John T. Little (fl. c. 1849 - 1860) was an American businessman who found success in California. Little arrived in California in 1849, at the height of the Gold Rush, an settled in Coloma, where he opened on the first general stores on the north side of the American River. On November 8, 1849, the first 'official' post office in El Dorado County, California, was established in his store. Little was appointed postmaster, a position he held until 1851, when the title was given to Stephen S. Brooks. Little proved himself to be an adept businessman. He operated the first ferry service across the American River, creating a connection between the mining camps on the south side and his general store on the north side. In 1850, Little partnered with Ed Raum and built the first wagon bridge across the American and charged a toll for each crossing. The partners recouped their investment within three months. Eventually, Little moved to San Francisco, where he became a real estate broker and moneylender, operating his business from Montgomery Street.

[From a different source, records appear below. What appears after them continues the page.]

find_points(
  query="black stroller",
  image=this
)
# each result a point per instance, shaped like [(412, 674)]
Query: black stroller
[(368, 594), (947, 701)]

Britton and Rey (1852 - 1906) was a lithographic firm based in San Francisco founded by Joseph Britton (1825 - 1901) and Jacques Joseph Rey (1820 - 1892). The leading firm in the area during the second half of the 19th century, Britton and Rey eventually earned the reputation of being the western Currier and Ives. They published both large-format and postcard views of California, as well as with stock certificates, stationery, and maps. Within the partnership, Rey was the artist and Britton the principal lithographer. Britton was also principally concerned with the business aspects of the firm. The firm also printed lithographs by other artists, including Thomas Almond Ayres (1816 - 1858), George Holbrook Baker (1824 - 1906), Charles Christian Nahl (1818 - 1878), and Frederick August Wenderoth (1819 - 1884). After Rey's death in 1892 and Britton's subsequent retirement, the firm passed to Rey's son, Valentine J. A. Rey, who ran the firm until at least the 1906 San Francisco earthquake and fire. A. Carlisle and Company, another San Francisco printer, acquired the remains of the Britton and Rey firm in 1916. For more information about Joseph Britton and Jacques Joseph Rey, please reference their individual biographies included in our cartographer database.
Very good. Even overall toning. Backed on linen.